A quick word on 500 Days of Summer (2009)


Director: Marc Webb
Writers: Scott Neustadter, Michael H. Weber
Stars: Zooey Deschanel, Joseph Gordon-Levitt and Geoffrey Arend

My one-paragraph take: I keep expecting melodrama considering the number count on the days “left” with Summer, and Gordon-Levitt’s well-nurtured dumped and decrepit expressions. In a good way. But I’m glad that this expectation did not borne itself out. Both Deschanel and Gordon-Levitt were charming and comfortable with each other, and their characters’ courtship really grew on me. The quirks and the impromptu scenes of falling in love were wonderfully heartfelt, from the happy-dance to the Ikea to the especially nifty mockumentary intermission, which actually made me more involved in the characters even though it interrupted the existing film aesthetic.
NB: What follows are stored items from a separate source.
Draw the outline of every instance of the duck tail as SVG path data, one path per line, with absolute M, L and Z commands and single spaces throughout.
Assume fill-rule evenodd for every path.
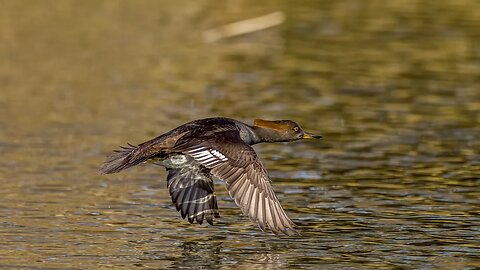
M 102 174 L 117 173 L 146 161 L 150 156 L 145 155 L 145 151 L 142 150 L 141 145 L 121 146 L 107 157 L 105 163 L 100 167 L 100 172 Z

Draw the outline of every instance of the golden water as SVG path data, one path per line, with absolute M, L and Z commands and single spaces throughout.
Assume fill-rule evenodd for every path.
M 479 10 L 0 0 L 0 267 L 480 267 Z M 160 167 L 98 173 L 118 145 L 211 116 L 324 136 L 256 146 L 302 236 L 259 231 L 221 184 L 207 227 L 180 218 Z

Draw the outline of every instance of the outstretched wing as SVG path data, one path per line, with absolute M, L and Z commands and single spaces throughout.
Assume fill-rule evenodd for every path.
M 275 234 L 295 232 L 295 224 L 280 205 L 265 167 L 238 132 L 226 131 L 177 147 L 223 179 L 235 203 L 260 229 L 269 228 Z
M 182 218 L 199 224 L 205 219 L 213 225 L 213 218 L 220 215 L 209 173 L 203 172 L 200 165 L 167 170 L 168 191 Z

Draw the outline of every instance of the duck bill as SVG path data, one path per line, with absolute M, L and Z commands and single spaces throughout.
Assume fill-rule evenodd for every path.
M 309 132 L 305 132 L 305 134 L 303 134 L 303 137 L 302 137 L 302 139 L 320 139 L 320 138 L 322 138 L 321 135 L 315 135 Z

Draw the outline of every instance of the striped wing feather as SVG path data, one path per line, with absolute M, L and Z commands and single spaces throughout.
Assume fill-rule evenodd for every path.
M 268 228 L 275 234 L 295 233 L 295 224 L 280 205 L 254 149 L 240 139 L 238 132 L 224 133 L 208 141 L 190 140 L 179 148 L 223 179 L 235 203 L 260 229 Z
M 213 225 L 213 218 L 220 217 L 213 181 L 199 167 L 168 169 L 167 186 L 177 211 L 190 223 L 205 219 Z

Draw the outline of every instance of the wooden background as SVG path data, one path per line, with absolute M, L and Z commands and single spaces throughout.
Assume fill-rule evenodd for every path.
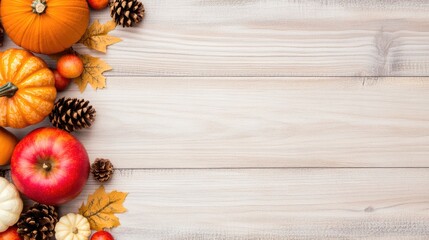
M 143 3 L 91 52 L 107 88 L 62 94 L 129 192 L 117 240 L 429 238 L 429 1 Z

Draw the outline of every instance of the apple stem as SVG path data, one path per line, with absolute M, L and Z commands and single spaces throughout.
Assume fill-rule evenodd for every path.
M 74 234 L 78 234 L 79 233 L 79 229 L 77 227 L 73 227 L 73 233 Z
M 11 82 L 7 82 L 5 85 L 0 87 L 0 97 L 11 98 L 15 95 L 18 88 Z
M 42 164 L 42 168 L 43 168 L 43 170 L 45 170 L 45 171 L 50 171 L 50 170 L 51 170 L 51 167 L 52 167 L 52 165 L 51 165 L 50 163 L 44 162 L 44 163 Z

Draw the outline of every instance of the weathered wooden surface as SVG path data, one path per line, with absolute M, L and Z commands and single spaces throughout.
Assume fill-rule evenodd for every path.
M 145 0 L 115 76 L 427 76 L 425 0 Z M 107 12 L 93 15 L 101 21 Z
M 428 167 L 429 78 L 110 77 L 77 133 L 121 168 Z
M 143 3 L 91 52 L 107 88 L 62 94 L 130 193 L 117 240 L 429 238 L 428 1 Z
M 427 239 L 429 169 L 120 170 L 125 239 Z M 97 183 L 63 208 L 76 211 Z

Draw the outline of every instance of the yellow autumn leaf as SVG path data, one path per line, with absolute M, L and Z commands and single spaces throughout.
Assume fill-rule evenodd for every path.
M 115 27 L 116 23 L 113 20 L 105 24 L 101 24 L 98 20 L 95 20 L 88 27 L 79 42 L 91 49 L 106 53 L 107 46 L 122 41 L 118 37 L 108 35 Z
M 79 56 L 83 62 L 83 73 L 73 81 L 79 86 L 79 90 L 83 92 L 88 85 L 91 85 L 95 90 L 106 87 L 106 77 L 103 72 L 112 70 L 106 62 L 100 58 L 92 57 L 84 54 Z
M 101 186 L 88 196 L 86 205 L 82 203 L 79 214 L 88 219 L 92 230 L 117 227 L 120 222 L 114 214 L 127 211 L 123 206 L 127 195 L 128 193 L 118 191 L 106 193 Z

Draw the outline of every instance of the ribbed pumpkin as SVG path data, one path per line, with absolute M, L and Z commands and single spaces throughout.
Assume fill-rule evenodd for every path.
M 80 214 L 69 213 L 55 225 L 57 240 L 88 240 L 90 235 L 89 221 Z
M 32 52 L 53 54 L 79 41 L 89 23 L 86 0 L 2 0 L 7 35 Z
M 11 132 L 0 127 L 0 143 L 0 166 L 4 166 L 10 163 L 18 139 Z
M 18 190 L 6 178 L 0 177 L 0 232 L 18 222 L 22 207 Z
M 0 53 L 0 126 L 24 128 L 54 107 L 55 79 L 46 63 L 26 50 Z

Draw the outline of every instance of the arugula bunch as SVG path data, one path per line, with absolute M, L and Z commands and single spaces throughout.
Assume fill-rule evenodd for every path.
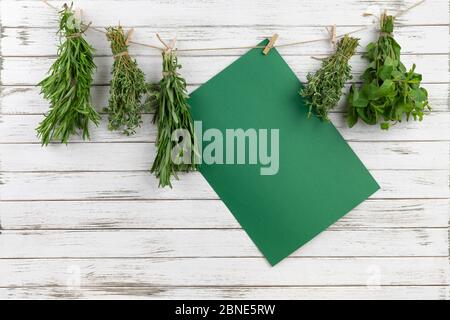
M 49 76 L 38 84 L 41 94 L 50 102 L 50 111 L 36 128 L 42 145 L 48 145 L 53 139 L 67 144 L 70 135 L 80 130 L 83 139 L 89 139 L 89 123 L 98 125 L 100 121 L 90 101 L 96 68 L 94 49 L 83 38 L 84 31 L 75 19 L 72 6 L 64 5 L 60 12 L 58 58 Z
M 106 31 L 114 55 L 109 104 L 105 108 L 108 128 L 123 130 L 129 136 L 136 133 L 136 128 L 142 123 L 145 105 L 141 97 L 147 88 L 145 75 L 128 53 L 130 34 L 125 35 L 121 26 L 109 27 Z
M 147 98 L 147 103 L 150 103 L 155 109 L 153 123 L 156 123 L 158 127 L 156 140 L 158 150 L 151 172 L 159 178 L 160 187 L 172 187 L 170 177 L 174 176 L 178 179 L 177 172 L 196 169 L 194 124 L 187 103 L 189 96 L 186 90 L 186 81 L 178 73 L 180 68 L 181 65 L 178 64 L 175 51 L 164 51 L 163 78 L 158 86 L 150 89 Z M 179 150 L 176 156 L 183 157 L 184 152 L 190 152 L 190 155 L 188 154 L 190 161 L 177 164 L 173 161 L 174 147 L 182 141 L 173 141 L 172 134 L 180 129 L 187 130 L 189 133 L 191 150 Z
M 347 122 L 353 127 L 358 119 L 367 124 L 380 123 L 387 130 L 391 124 L 421 121 L 428 104 L 427 90 L 420 86 L 422 76 L 415 73 L 416 65 L 407 71 L 400 61 L 400 45 L 392 36 L 394 17 L 382 15 L 378 41 L 370 43 L 365 58 L 370 64 L 361 76 L 363 85 L 352 85 L 348 95 Z
M 313 111 L 318 117 L 328 121 L 328 113 L 339 102 L 345 82 L 352 79 L 349 59 L 355 54 L 359 39 L 344 36 L 338 43 L 336 52 L 323 60 L 322 67 L 315 74 L 308 74 L 308 83 L 300 91 L 307 98 L 308 118 Z

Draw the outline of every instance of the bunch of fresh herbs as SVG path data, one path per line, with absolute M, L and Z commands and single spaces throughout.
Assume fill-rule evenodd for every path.
M 344 36 L 337 44 L 336 52 L 323 60 L 315 74 L 308 74 L 308 83 L 300 91 L 309 107 L 308 117 L 315 112 L 328 121 L 328 113 L 339 102 L 345 82 L 352 79 L 349 59 L 355 54 L 359 39 Z
M 50 102 L 50 111 L 36 128 L 43 145 L 53 139 L 67 143 L 70 135 L 79 131 L 83 139 L 89 139 L 89 123 L 99 123 L 100 116 L 90 101 L 96 68 L 94 49 L 83 38 L 84 31 L 72 6 L 64 5 L 60 12 L 58 58 L 49 76 L 39 83 L 41 93 Z
M 141 125 L 142 113 L 145 111 L 142 101 L 147 86 L 145 75 L 128 53 L 130 33 L 125 35 L 121 26 L 109 27 L 106 31 L 114 55 L 109 105 L 105 108 L 108 128 L 132 135 Z
M 158 86 L 152 86 L 147 101 L 153 104 L 155 115 L 153 123 L 157 125 L 158 136 L 156 140 L 157 154 L 151 172 L 159 178 L 159 186 L 172 187 L 171 176 L 177 177 L 177 172 L 187 172 L 196 169 L 197 156 L 195 147 L 194 123 L 189 112 L 186 90 L 186 81 L 178 73 L 181 65 L 178 64 L 176 52 L 166 50 L 163 52 L 163 78 Z M 190 141 L 174 141 L 174 133 L 185 130 Z M 183 143 L 190 150 L 176 150 L 177 144 Z M 177 154 L 174 154 L 174 151 Z M 188 152 L 183 154 L 184 152 Z M 176 163 L 174 158 L 185 159 Z
M 367 124 L 380 123 L 387 130 L 391 124 L 412 116 L 422 120 L 424 111 L 431 110 L 427 90 L 420 86 L 422 76 L 416 65 L 407 71 L 400 61 L 400 45 L 392 36 L 394 17 L 383 14 L 378 41 L 370 43 L 367 53 L 369 67 L 361 76 L 363 85 L 353 85 L 348 95 L 347 122 L 353 127 L 358 119 Z

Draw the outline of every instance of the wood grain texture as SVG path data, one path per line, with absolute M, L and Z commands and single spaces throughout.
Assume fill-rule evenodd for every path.
M 342 228 L 322 232 L 291 256 L 447 257 L 447 237 L 446 228 Z M 262 257 L 243 230 L 3 231 L 0 248 L 8 259 Z
M 2 299 L 178 299 L 204 300 L 443 300 L 447 286 L 308 286 L 308 287 L 26 287 L 0 288 Z
M 120 132 L 111 132 L 107 127 L 107 117 L 103 117 L 98 127 L 92 126 L 91 142 L 154 142 L 156 127 L 152 124 L 152 115 L 142 117 L 144 125 L 133 136 L 124 136 Z M 345 115 L 330 115 L 338 131 L 347 141 L 449 141 L 450 113 L 431 113 L 423 121 L 398 123 L 389 131 L 380 130 L 378 125 L 370 126 L 359 121 L 353 128 L 347 126 Z M 35 128 L 42 121 L 42 115 L 0 115 L 1 143 L 37 143 Z M 82 138 L 73 135 L 70 142 L 83 142 Z M 52 146 L 48 147 L 51 150 Z
M 448 142 L 350 142 L 368 169 L 448 170 Z M 33 154 L 33 157 L 28 155 Z M 111 155 L 105 157 L 105 155 Z M 5 144 L 1 171 L 130 171 L 148 170 L 156 155 L 154 143 Z
M 355 27 L 342 26 L 337 32 L 339 34 L 352 32 Z M 358 32 L 356 36 L 361 38 L 358 52 L 364 52 L 367 44 L 377 37 L 375 26 Z M 56 48 L 59 44 L 59 37 L 56 28 L 34 29 L 34 28 L 9 28 L 3 30 L 0 41 L 2 54 L 8 56 L 55 56 Z M 273 33 L 279 33 L 281 38 L 279 43 L 292 43 L 301 37 L 304 40 L 327 38 L 328 33 L 324 27 L 314 26 L 266 26 L 256 25 L 230 26 L 227 28 L 211 28 L 207 26 L 186 26 L 179 29 L 175 27 L 138 27 L 133 32 L 133 40 L 141 43 L 149 43 L 155 39 L 155 34 L 159 33 L 164 38 L 171 38 L 176 33 L 177 43 L 180 49 L 183 48 L 204 48 L 204 47 L 228 47 L 228 46 L 251 46 Z M 448 33 L 447 26 L 399 26 L 395 29 L 395 37 L 402 45 L 403 54 L 447 54 L 448 46 L 438 41 L 435 37 L 445 38 Z M 239 34 L 239 37 L 236 37 Z M 266 35 L 266 36 L 264 36 Z M 111 56 L 109 42 L 104 34 L 87 31 L 86 39 L 89 43 L 95 44 L 95 54 L 98 56 Z M 156 43 L 155 43 L 156 44 Z M 283 55 L 323 55 L 332 52 L 333 47 L 327 41 L 313 42 L 303 46 L 281 47 L 278 49 Z M 222 51 L 221 55 L 240 55 L 246 52 L 245 49 Z M 133 55 L 159 55 L 158 51 L 143 47 L 131 46 L 130 53 Z M 211 52 L 181 52 L 186 55 L 211 55 Z M 217 53 L 215 53 L 217 54 Z
M 205 57 L 202 56 L 180 57 L 180 63 L 183 65 L 180 74 L 189 84 L 202 84 L 237 58 L 237 56 L 208 56 L 208 63 L 205 63 Z M 309 56 L 292 55 L 285 56 L 284 59 L 301 81 L 306 81 L 306 75 L 320 67 L 320 61 L 311 59 Z M 138 56 L 136 60 L 146 74 L 147 81 L 158 82 L 161 79 L 162 65 L 159 56 Z M 402 61 L 407 68 L 411 68 L 416 63 L 416 72 L 422 74 L 424 83 L 447 83 L 448 81 L 447 69 L 442 68 L 443 65 L 448 64 L 446 54 L 406 55 Z M 51 57 L 5 57 L 2 64 L 1 83 L 8 86 L 36 85 L 45 77 L 53 62 L 54 58 Z M 96 57 L 94 62 L 97 65 L 94 84 L 108 84 L 113 58 Z M 367 61 L 360 55 L 356 55 L 350 59 L 350 63 L 354 79 L 357 80 L 366 69 Z
M 449 198 L 447 170 L 373 170 L 372 175 L 381 186 L 372 199 Z M 147 171 L 3 172 L 0 194 L 4 201 L 218 199 L 200 173 L 179 177 L 173 181 L 173 189 L 162 189 Z
M 446 228 L 449 199 L 367 200 L 330 230 Z M 220 200 L 0 202 L 3 230 L 240 229 Z
M 198 88 L 196 85 L 188 86 L 188 91 L 192 92 Z M 430 105 L 433 113 L 449 112 L 448 105 L 448 84 L 427 84 Z M 349 89 L 346 86 L 345 92 Z M 49 105 L 39 94 L 40 89 L 33 86 L 7 86 L 0 90 L 0 114 L 5 115 L 42 115 L 48 111 Z M 91 89 L 92 103 L 97 111 L 103 111 L 108 105 L 109 86 L 93 86 Z M 332 112 L 346 112 L 346 101 L 343 97 Z
M 448 258 L 2 259 L 0 272 L 0 287 L 414 286 L 446 283 Z
M 51 1 L 61 5 L 64 1 Z M 355 78 L 377 36 L 373 17 L 416 0 L 78 0 L 98 27 L 134 27 L 134 40 L 180 48 L 279 43 L 326 37 L 361 26 L 351 60 Z M 373 197 L 271 268 L 199 174 L 157 188 L 147 170 L 155 148 L 150 114 L 134 137 L 106 129 L 91 142 L 41 148 L 34 128 L 48 103 L 35 85 L 54 61 L 57 14 L 38 0 L 0 2 L 0 298 L 1 299 L 449 299 L 450 109 L 447 0 L 398 19 L 395 37 L 407 67 L 424 75 L 433 113 L 388 132 L 345 125 L 345 101 L 332 121 L 382 186 Z M 92 89 L 107 104 L 112 58 L 104 35 Z M 280 48 L 304 81 L 331 52 L 328 42 Z M 182 74 L 196 89 L 246 50 L 183 53 Z M 132 46 L 158 81 L 157 51 Z M 345 90 L 348 90 L 348 86 Z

The climax felt alien and jarring and leaves open many questions. Indeed, the film’s refusal to offer not some overarching grand moral narrative but snippets of experience made the narrative all the more consequential. The cinematography was lovely and familiar, so much so that I rewinded on a few occasions to see if I recognized a building or a landscape. Perhaps it speaks very much to the careful craftsmanship of this film that I felt like I could be in Tom’s shoes, where his perception of that significant other ignored the grayer points of reality. Worth seeing for its meandering and sensible storytelling alone.